# Sources

> Fetching raw data. The two built-in source shapes, when to write your own, and how parallel fetches work.

A source produces raw input. The pipeline transforms each raw row into one record. Two built-in source classes cover the most common shapes; for anything else, you subclass `EskerSource` directly.

If you're using the [`@pipeline` decorator](https://esker.so/docs/sdk/pipelines.md) with `url=`, you're already using `BulkJsonSource` under the hood — read this page when that stops being enough.

## One JSON endpoint

Most public datasets are a single JSON file. The `@pipeline` decorator handles this case directly:

```python
@pipeline(
    "us.sec.companies@1.0.0",
    url="https://www.sec.gov/files/company_tickers.json",
    entity_type="corp",
    key="cik",
)
class SecCompany:
    ...
```

This synthesizes a `BulkJsonSource` subclass with `URL` set. It accepts two payload shapes:

- **Top-level dict** (`{"0": {...}, "1": {...}}`) — iterates `.values()`. The SEC ticker file shape.
- **Top-level array** (`[{...}, {...}]`) — iterates directly. The SpaceX rockets shape.

All rows from a single endpoint share one `fetched_at` timestamp and one `source_url`, so they're recorded as a single [lineage batch](https://esker.so/docs/protocol/lineage.md).

If you need to use `BulkJsonSource` outside the decorator (e.g. in the [three-class form](https://esker.so/docs/sdk/three-class-form.md)):

```python
from typing import ClassVar
from esker import BulkJsonSource


class SecTickersSource(BulkJsonSource):
    URL: ClassVar[str] = "https://www.sec.gov/files/company_tickers.json"
    SOURCE_ID: ClassVar[str] = "us.sec.tickers"
    USER_AGENT: ClassVar[str] = "esker/0.1 (you@example.com)"
```

Always set `SOURCE_ID` explicitly — the default `"bulk-json"` would land on your manifest meaninglessly.

## One CSV endpoint

```python
class TreasuryYieldsSource(BulkCsvSource):
    URL: ClassVar[str] = "https://example.gov/yields.csv"
    SOURCE_ID: ClassVar[str] = "us.treasury.yields"
    ENCODING: ClassVar[str] = "utf-8"
    DELIMITER: ClassVar[str] = ","
```

`BulkCsvSource` mirrors `BulkJsonSource` but uses `csv.DictReader`. The header row becomes keys; each subsequent row is a `dict[str, str]`. **All cell values are raw strings** — empty cells (`""`) round-trip distinctly from missing keys, and your `transform` does the coercion.

The decorator's `url=` shortcut is JSON-only. To use `BulkCsvSource` through the decorator, pass `source=YourCsvSourceSubclass` explicitly:

```python
@pipeline("...", source=TreasuryYieldsSource, entity_type="...", key="...")
class TreasuryYieldCurve:
    ...
```

## Multi-endpoint or paginated sources

When the source spans multiple URLs, write your own `EskerSource` subclass.

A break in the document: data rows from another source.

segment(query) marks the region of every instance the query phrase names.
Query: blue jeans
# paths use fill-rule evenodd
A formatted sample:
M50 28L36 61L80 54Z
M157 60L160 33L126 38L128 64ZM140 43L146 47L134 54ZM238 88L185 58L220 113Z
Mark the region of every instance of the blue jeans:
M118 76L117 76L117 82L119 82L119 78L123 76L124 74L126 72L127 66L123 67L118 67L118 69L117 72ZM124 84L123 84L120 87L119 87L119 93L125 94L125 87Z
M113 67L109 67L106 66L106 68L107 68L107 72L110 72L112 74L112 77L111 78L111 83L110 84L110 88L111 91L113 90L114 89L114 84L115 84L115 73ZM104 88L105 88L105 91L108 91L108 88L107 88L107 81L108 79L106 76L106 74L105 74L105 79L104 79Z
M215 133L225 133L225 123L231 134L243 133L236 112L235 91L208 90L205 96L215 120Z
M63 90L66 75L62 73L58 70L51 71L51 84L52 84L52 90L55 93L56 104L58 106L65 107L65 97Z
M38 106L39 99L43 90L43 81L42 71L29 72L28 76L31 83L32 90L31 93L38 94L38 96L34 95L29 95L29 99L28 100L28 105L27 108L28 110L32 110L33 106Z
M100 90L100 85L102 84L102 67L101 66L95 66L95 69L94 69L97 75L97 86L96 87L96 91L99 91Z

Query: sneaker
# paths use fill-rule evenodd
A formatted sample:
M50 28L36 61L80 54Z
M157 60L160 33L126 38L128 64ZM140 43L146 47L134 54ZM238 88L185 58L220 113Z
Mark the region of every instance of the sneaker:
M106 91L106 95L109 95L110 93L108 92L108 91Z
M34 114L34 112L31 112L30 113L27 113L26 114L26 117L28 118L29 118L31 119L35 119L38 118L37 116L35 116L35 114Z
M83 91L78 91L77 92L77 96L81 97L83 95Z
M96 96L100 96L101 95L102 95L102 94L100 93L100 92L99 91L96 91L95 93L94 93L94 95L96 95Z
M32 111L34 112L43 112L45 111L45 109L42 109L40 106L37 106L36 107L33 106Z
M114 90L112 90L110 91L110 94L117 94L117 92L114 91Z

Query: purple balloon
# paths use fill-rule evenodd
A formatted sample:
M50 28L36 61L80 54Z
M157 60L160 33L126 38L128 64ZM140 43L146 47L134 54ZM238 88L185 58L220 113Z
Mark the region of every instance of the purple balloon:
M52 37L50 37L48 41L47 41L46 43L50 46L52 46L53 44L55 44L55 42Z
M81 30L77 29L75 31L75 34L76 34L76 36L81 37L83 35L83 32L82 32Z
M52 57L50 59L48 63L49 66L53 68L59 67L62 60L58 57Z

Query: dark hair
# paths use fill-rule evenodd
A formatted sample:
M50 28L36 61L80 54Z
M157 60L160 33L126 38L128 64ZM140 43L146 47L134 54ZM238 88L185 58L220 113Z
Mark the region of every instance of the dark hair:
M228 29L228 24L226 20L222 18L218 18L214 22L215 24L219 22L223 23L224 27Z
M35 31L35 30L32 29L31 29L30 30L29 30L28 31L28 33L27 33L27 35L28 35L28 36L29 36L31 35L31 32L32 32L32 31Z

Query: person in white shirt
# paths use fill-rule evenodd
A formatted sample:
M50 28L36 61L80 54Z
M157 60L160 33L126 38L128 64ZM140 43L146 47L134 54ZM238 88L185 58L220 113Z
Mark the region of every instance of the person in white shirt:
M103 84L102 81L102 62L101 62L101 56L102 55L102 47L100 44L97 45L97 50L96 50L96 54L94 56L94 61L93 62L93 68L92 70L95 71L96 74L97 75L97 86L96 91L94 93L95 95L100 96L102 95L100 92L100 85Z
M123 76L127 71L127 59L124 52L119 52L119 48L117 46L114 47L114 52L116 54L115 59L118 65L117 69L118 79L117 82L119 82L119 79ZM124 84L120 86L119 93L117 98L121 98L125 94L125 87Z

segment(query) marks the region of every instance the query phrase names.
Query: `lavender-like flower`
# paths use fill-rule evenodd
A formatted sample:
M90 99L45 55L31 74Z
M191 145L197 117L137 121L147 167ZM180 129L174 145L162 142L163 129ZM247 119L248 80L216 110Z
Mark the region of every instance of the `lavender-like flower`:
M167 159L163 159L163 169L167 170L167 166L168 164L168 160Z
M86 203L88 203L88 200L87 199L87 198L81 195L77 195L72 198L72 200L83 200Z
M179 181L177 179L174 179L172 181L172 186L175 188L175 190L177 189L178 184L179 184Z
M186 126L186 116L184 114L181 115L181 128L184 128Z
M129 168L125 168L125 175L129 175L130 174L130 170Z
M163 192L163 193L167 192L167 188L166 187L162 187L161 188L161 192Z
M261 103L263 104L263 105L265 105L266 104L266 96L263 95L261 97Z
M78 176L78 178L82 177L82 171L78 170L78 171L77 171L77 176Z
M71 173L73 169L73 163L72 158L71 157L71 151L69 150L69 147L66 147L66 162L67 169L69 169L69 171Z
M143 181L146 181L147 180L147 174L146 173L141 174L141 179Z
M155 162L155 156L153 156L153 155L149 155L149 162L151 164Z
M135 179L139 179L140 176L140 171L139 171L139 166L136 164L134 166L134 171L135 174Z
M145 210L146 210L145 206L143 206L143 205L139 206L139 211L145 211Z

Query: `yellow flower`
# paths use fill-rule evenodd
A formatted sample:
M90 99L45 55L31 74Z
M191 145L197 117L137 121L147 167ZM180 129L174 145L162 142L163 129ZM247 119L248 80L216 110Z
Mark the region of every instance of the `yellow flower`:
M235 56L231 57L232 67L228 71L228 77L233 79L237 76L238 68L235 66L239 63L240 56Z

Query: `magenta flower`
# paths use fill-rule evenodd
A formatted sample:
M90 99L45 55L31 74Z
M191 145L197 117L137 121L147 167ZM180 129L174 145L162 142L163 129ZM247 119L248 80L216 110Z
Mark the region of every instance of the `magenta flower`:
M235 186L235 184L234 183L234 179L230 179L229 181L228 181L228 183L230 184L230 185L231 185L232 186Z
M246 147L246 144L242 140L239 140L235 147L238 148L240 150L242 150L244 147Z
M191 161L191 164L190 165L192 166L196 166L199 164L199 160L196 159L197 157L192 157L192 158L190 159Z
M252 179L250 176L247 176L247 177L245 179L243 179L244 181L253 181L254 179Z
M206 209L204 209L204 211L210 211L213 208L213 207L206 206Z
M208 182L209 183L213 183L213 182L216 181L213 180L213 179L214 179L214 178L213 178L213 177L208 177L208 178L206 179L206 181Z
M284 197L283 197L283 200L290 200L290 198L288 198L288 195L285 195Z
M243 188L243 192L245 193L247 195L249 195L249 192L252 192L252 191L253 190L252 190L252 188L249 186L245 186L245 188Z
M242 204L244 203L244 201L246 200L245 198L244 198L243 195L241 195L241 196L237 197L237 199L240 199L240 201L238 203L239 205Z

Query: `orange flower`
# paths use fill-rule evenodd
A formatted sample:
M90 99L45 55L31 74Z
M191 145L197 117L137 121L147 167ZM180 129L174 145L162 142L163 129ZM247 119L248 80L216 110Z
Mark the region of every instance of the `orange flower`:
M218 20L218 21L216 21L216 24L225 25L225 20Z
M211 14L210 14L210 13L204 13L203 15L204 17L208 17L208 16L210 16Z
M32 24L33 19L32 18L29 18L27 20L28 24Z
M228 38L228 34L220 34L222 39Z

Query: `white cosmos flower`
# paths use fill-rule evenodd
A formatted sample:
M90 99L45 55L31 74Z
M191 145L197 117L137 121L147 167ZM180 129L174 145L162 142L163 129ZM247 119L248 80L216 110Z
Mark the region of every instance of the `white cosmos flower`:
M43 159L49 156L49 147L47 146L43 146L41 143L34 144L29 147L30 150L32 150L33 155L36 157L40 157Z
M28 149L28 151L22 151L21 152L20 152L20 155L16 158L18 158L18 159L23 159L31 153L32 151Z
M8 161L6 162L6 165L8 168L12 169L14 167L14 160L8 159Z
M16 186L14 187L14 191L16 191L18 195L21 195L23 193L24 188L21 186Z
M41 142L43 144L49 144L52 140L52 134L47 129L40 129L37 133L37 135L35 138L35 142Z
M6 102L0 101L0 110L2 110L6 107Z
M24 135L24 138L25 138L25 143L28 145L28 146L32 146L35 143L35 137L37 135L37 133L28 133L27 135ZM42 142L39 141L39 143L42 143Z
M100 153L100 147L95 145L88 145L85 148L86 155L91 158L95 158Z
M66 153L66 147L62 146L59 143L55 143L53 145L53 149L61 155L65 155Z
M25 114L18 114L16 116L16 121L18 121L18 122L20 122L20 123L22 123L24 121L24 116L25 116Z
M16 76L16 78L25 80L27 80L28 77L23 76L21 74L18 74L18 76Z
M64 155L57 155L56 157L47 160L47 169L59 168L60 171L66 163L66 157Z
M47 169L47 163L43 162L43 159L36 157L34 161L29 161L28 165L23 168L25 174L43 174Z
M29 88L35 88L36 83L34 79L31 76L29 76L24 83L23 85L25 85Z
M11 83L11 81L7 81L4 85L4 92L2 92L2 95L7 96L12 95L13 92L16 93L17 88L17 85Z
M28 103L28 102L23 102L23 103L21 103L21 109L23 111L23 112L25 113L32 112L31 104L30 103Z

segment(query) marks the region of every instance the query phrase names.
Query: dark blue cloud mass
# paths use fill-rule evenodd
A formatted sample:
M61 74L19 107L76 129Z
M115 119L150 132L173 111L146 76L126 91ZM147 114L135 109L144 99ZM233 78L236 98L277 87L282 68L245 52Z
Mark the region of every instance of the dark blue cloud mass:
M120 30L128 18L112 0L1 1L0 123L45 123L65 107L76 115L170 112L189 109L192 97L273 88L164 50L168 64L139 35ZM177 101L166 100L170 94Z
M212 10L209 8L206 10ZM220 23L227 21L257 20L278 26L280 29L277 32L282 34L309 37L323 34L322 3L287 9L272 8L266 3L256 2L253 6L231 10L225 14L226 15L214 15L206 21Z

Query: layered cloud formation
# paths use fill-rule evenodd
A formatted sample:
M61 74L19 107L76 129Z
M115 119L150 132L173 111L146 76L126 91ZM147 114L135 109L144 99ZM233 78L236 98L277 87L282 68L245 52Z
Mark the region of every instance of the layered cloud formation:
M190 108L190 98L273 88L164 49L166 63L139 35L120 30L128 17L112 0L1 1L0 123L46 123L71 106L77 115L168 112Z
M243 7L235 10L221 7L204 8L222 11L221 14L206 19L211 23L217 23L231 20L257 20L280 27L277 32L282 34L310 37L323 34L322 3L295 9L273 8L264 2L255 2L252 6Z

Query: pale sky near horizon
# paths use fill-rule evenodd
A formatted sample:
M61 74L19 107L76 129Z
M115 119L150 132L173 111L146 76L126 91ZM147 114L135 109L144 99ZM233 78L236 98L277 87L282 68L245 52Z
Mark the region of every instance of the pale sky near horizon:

The contract is small — one required ClassVar, one required method:

```python
from datetime import datetime, timezone
from io import StringIO
from typing import ClassVar, Iterator
from urllib.request import Request, urlopen
import csv

from esker import EskerSource, Fetched, config


class TreasuryYieldCurveSource(EskerSource):
    SOURCE_ID: ClassVar[str] = "us.treasury.yields"
    USER_AGENT: ClassVar[str] = "esker/0.1 (you@example.com)"

    def fetch_all(self) -> Iterator[Fetched]:
        fetched_at = datetime.now(timezone.utc)
        for year in range(2020, 2026):
            url = f"https://home.treasury.gov/.../{year}/all"
            req = Request(url, headers={"User-Agent": self.USER_AGENT})
            with urlopen(req, timeout=config.http_timeout()) as resp:
                text = resp.read().decode("utf-8")
            for row in csv.DictReader(StringIO(text)):
                yield Fetched(raw=dict(row), source_url=url, fetched_at=fetched_at)
```

Yield one `Fetched` envelope per raw record, even when many records share a `source_url`. The pipeline groups them into [lineage batches](https://esker.so/docs/protocol/lineage.md) automatically.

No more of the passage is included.